It can be nerve-wracking to apply for a U.S. travel visa when you aren’t sure what to expect! It is always up to the US government to either approve or deny your travel visa; it is also an unfortunate reality that denials do happen, which makes many visa applicants get confused and are unable to exactly understand the reason for their visa refusal.

To prevent engaging in actions that can result in a visa denial, you must be informed of the reasons for the visa rejection. You must properly fill out the visa application form and submit it to the authorities who handle the visa processing before you can begin the visa application process, and as such, it is important to work with an experienced immigration attorney in South Jamaica who can guide you through the visa application process and help you avoid common pitfalls.
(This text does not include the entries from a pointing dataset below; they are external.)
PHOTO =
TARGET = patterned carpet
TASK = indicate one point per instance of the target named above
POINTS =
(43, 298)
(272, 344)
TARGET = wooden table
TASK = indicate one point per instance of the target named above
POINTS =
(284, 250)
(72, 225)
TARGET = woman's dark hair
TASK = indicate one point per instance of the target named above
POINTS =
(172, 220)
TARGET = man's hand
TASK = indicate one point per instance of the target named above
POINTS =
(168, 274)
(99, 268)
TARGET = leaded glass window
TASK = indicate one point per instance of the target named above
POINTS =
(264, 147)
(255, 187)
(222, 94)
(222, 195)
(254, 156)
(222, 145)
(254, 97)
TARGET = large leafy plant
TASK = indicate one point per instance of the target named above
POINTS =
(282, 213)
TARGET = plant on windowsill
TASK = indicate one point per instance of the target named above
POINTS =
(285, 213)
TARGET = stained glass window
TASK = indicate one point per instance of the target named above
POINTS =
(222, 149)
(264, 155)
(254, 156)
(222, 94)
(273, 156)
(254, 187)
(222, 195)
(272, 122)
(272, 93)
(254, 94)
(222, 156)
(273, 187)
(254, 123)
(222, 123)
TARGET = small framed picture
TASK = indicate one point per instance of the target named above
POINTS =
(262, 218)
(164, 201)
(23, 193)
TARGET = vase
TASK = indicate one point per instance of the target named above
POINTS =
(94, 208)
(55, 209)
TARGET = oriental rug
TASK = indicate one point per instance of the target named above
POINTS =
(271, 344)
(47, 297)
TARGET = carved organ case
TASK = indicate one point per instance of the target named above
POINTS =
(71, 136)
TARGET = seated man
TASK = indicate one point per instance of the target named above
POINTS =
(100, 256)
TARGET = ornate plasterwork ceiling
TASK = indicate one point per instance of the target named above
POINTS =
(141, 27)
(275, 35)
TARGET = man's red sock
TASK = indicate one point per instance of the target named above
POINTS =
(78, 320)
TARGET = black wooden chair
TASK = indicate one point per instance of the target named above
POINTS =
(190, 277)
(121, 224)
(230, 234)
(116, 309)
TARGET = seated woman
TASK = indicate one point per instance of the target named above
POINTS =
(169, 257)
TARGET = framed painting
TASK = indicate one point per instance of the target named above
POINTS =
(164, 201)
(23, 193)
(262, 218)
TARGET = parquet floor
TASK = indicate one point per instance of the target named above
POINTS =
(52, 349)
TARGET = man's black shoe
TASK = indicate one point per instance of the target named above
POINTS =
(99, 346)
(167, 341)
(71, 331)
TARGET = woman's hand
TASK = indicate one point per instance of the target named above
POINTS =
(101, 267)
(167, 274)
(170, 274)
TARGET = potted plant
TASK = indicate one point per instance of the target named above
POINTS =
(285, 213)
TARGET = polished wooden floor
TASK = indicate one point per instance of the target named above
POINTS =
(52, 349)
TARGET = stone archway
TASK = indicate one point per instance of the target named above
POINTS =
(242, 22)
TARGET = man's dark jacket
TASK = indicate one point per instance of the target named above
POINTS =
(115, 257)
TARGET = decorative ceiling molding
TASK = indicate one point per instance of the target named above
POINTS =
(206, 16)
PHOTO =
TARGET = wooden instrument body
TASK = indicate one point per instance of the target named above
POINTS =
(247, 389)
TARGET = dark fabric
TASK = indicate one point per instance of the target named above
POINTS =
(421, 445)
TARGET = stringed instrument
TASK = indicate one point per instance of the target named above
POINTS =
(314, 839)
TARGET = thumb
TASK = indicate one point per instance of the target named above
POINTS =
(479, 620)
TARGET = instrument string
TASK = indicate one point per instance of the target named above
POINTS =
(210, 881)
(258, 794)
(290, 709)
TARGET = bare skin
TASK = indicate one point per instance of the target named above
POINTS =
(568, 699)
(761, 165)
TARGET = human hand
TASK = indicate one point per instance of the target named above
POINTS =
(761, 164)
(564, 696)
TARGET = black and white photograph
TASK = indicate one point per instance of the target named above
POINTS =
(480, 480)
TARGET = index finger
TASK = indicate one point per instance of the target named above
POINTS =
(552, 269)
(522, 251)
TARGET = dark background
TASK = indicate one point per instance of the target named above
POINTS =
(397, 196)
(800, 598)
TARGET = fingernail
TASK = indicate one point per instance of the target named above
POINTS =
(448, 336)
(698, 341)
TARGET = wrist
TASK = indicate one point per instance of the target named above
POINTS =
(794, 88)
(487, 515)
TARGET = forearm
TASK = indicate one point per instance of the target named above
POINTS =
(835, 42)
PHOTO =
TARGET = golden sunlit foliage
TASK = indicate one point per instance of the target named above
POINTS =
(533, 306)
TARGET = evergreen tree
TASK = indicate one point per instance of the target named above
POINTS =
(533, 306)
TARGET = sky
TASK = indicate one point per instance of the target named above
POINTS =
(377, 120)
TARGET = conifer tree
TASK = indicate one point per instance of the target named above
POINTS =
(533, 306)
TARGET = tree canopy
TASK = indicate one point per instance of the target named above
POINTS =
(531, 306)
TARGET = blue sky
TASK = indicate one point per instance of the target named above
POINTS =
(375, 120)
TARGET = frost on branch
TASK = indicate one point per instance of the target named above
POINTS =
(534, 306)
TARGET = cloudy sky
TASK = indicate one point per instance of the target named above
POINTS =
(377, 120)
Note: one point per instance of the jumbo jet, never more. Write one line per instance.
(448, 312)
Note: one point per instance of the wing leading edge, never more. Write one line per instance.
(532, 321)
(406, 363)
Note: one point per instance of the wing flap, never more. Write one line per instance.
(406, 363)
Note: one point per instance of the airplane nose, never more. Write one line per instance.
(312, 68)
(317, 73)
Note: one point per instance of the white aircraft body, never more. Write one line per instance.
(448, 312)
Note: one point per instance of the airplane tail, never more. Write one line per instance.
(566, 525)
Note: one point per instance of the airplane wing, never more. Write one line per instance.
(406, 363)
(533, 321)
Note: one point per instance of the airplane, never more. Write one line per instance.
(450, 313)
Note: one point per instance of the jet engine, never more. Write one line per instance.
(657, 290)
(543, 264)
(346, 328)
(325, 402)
Following that, you should go over the most frequently asked questions and strategies for answering them in order to get ready for your visa interview. You must be aware of the processes needed to obtain a visa in the country you are visiting, as the visa application process varies between countries. There are several reasons why a visa application could be denied, but the good news is that you can typically avoid issues if you know what to look out for. Being aware of and familiarizing yourself with these  denial reasons now can help you avoid them down the road. This blog provides a list of reasons frequently given for visa denials that you can avoid while requesting a visa. Know all the visa rejection reasons to be alert next time when you apply.

 Incomplete Application

If you do not complete all of the required fields on the application, your visa request will be refused. As a result, you must take care to thoroughly fill in each detail. Also, before submitting the completed form, you must review it for any mistakes while checking that every field is filled out accurately since any error might result in your visa application being rejected.
You must read the instructions for the relevant field if you are having trouble filling in any blank fields. If you get stuck at any point, you may also contact your immigration attorney in South Jamaica to prepare your forms and supporting documents using the best standards and practices, as well as guide you on how to pass your visa interview.

Violation of Rules

The office managing the visa as well as the Ministry of External Affairs have rules for visa applications; when applying for a visa, all applicants must comply with the regulations. The immigration department has various requirements regarding the documentation process as well. To prevent visa rejection, you must follow the processes outlined by the government and provide all required documentation.
Check the restrictions on the embassy website of the country you intend to visit, and you should avoid submitting forged papers, which might result in visa refusal and other fines.

Incomplete Travel Details

During the visa application process, you must submit your entire travel plan, which is especially significant if you are visiting multiple countries. The majority of visa rejections occur because applicants provide incomplete or incorrect travel information. To avoid issues, you must give the following information to the immigration department:

  • The list of countries you are planning to visit.
  • The timings and the duration of the trip.
  • Documents supporting flight, hotel bookings, etc.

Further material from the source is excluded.